Des informations, en somme. Iris était fatalement bien placée. Mais cela voulait dire que Martin et elle avaient été repérés. Ils n'avaient pas fait profil bas, mais c'était quand même un peu inquiétant. Peut-être Kerun avait-il compté là-dessus, justement. Exposer Iris pour l'intérêt qu'elle pouvait susciter. L'ancien esclave se demanda si l'elfe avait les moyens de la protéger.
Son esprit dériva sur la conversation matinale, sur cet aveu qu'il n'avait jamais eu l'intention de faire, et qui avait pourtant franchi ses lèvres et s'était déversé sur la pire personne possible.
Je suis décidément mon pire ennemi, songea-t-il.
« Ça va ? » lui demanda une voix.
Il papillonna des yeux, reprit pied dans l'instant présent. Conrad le dévisageait, une expression de souci sur les traits.
Une expression, seulement. Il était plutôt contrarié qu'on ne l'écoute pas.
« Désolé. Les spores. »
L'homme acquiesça.
« Vous parlerez à la Dame de Vainevie ? »
Martin ne s'offusqua pas de son insistance. Le ton employé dénotait une certaine expérience de la manière de s'adresser à un esclave et Conrad savait manifestement à qui il avait affaire.
« Bien sûr, répondit servilement Martin, s'attirant un sourire satisfait.
— Demain soir, à la tombée de la nuit. Nous nous retrouvons devant la chapelle de Cefnor. Le lieu de rendez-vous est confidentiel, bien sûr. Amenez la Dame de Vainevie. »
La main de son interlocuteur s'était posée, impérieuse, sur son avant-bras. Martin contint un frisson et acquiesça avec déférence.

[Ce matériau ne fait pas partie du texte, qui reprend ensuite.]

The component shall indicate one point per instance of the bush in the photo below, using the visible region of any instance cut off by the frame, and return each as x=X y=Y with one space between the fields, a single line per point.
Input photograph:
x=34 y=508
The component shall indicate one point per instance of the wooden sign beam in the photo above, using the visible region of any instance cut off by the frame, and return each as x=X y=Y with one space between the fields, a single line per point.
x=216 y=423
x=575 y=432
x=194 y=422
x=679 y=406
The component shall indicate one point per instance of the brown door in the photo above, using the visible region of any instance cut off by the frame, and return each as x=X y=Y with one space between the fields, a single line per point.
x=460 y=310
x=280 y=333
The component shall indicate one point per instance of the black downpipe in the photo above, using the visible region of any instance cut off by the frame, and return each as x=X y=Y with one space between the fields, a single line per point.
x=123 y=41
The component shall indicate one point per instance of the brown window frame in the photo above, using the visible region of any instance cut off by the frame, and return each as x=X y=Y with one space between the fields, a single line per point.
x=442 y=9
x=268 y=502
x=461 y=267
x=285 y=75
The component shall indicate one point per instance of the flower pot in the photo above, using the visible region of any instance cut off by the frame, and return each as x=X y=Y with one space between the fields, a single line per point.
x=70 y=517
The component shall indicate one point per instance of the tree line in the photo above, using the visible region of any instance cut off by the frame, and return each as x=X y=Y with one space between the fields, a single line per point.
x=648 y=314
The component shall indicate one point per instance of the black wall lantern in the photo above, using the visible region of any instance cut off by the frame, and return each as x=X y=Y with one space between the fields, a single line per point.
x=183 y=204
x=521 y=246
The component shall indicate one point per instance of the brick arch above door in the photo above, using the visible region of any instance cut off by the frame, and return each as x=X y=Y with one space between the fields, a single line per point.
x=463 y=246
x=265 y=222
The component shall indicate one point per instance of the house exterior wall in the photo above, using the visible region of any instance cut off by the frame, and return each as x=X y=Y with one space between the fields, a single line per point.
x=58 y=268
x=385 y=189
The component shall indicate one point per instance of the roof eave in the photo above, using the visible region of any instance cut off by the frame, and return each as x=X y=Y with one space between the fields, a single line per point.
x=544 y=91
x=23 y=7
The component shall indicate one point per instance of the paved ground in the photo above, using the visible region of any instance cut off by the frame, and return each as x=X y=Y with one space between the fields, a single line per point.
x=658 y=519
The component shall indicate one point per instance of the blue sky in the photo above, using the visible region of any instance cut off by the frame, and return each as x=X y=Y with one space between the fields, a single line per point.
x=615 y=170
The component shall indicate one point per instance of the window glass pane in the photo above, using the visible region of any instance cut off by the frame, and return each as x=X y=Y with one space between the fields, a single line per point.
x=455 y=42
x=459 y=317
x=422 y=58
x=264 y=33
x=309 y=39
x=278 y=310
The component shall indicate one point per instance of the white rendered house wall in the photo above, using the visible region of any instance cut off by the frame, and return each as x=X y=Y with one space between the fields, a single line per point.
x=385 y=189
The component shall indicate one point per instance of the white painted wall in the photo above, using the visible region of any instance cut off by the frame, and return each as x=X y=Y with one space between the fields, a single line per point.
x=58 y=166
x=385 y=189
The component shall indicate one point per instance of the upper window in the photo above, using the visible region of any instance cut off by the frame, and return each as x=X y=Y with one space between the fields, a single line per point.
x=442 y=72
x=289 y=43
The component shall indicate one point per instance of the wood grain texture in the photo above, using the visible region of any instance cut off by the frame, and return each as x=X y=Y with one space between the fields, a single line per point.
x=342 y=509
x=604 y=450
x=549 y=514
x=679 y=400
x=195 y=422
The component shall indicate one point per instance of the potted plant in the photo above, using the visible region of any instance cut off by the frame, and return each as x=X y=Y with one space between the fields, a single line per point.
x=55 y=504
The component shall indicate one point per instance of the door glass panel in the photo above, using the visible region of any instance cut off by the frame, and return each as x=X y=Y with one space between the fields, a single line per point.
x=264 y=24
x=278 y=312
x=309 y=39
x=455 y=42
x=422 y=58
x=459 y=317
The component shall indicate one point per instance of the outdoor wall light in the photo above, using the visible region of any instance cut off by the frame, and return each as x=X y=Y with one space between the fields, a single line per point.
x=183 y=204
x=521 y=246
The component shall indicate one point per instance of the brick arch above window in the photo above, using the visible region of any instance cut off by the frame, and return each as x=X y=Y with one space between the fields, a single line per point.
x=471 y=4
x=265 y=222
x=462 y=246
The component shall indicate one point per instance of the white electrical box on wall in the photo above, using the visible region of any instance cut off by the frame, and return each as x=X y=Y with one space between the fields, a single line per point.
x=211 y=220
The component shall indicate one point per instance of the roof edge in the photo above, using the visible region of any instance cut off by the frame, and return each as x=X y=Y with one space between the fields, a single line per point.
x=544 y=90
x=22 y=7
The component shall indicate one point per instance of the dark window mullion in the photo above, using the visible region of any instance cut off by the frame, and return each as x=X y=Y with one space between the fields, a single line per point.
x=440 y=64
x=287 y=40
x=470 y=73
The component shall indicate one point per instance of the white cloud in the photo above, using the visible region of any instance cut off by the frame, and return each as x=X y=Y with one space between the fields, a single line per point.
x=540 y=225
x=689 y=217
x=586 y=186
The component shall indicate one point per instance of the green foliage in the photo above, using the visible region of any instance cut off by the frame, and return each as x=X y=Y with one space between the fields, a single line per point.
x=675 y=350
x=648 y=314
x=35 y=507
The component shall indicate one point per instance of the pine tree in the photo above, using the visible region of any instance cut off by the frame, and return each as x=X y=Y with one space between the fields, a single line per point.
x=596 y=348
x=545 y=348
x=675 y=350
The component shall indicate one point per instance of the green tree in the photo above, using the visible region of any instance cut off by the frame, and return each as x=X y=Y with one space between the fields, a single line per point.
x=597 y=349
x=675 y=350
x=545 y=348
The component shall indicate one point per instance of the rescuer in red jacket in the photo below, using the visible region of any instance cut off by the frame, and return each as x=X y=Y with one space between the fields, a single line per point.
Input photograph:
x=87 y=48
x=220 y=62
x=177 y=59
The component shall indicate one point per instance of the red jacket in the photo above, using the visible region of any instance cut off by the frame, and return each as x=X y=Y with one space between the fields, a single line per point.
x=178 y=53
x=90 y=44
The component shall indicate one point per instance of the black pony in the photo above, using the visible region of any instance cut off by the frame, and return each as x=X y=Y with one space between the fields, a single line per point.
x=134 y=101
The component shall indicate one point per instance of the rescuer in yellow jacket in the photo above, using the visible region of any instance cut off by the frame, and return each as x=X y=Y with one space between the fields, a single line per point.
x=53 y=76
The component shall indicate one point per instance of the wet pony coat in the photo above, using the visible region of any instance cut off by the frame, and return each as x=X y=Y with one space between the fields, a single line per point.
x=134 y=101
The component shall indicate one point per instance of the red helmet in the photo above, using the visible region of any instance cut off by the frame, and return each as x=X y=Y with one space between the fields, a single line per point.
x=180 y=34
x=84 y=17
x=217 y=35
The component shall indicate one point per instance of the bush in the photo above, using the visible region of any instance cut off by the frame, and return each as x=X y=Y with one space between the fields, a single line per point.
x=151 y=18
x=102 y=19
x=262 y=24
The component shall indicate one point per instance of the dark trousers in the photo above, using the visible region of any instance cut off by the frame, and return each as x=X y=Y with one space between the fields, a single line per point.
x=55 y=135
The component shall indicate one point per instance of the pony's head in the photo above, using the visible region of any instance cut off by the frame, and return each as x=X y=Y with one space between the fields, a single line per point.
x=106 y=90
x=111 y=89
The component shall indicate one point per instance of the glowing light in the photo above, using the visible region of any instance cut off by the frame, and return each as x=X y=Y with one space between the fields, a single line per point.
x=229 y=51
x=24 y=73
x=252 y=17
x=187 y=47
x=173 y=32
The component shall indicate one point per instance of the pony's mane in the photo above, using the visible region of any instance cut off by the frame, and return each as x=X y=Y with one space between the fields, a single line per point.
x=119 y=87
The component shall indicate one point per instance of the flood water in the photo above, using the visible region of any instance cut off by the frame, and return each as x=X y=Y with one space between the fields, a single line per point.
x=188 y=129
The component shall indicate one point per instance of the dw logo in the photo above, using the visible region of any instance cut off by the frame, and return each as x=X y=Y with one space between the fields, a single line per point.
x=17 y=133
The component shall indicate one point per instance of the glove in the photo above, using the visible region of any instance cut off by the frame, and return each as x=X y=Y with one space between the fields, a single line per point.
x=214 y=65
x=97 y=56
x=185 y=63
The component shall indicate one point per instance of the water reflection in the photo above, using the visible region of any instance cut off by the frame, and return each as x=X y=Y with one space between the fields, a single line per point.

« Bien. Ne nous faites pas faux bond, Martin. »
Il y avait un fond de menace, dissimulée sous cette autorité naturelle. Puis Conrad lui tapota l'épaule et se leva. Le prostitué le suivit des yeux tandis qu'il se frayait un passage parmi les conspirateurs qui bavardaient encore. Il échangea quelques mots avec Duncan, le rabatteur, puis d'autres avec Gurvan, l'orateur, et sortit. Martin resta assis, et libéra un léger spasme. La nausée lui grimpa dans la gorge.
Il devait absolument parler de tout ça avec Kerun. Ce contact, Iris, le rendez-vous du lendemain soir. Mais il n'avait vraiment pas envie de le voir. Pas maintenant, pas ce soir, peut-être plus jamais.
Pourquoi avait-il fallu qu'il entrouvre cette porte ?
Expier. C'était la seule chose à faire. La seule chose capable d'apaiser ce qui le rongeait de l'intérieur.
Il ferma un instant les yeux, puis se leva.
Il allait rentrer chez Kaunia, parler à Iris, puis dormir.
Ses pas le portèrent vers l'extérieur, vers son lit, et ce faisant, il renonça sans y penser aux activités ordinaires de ses nuits.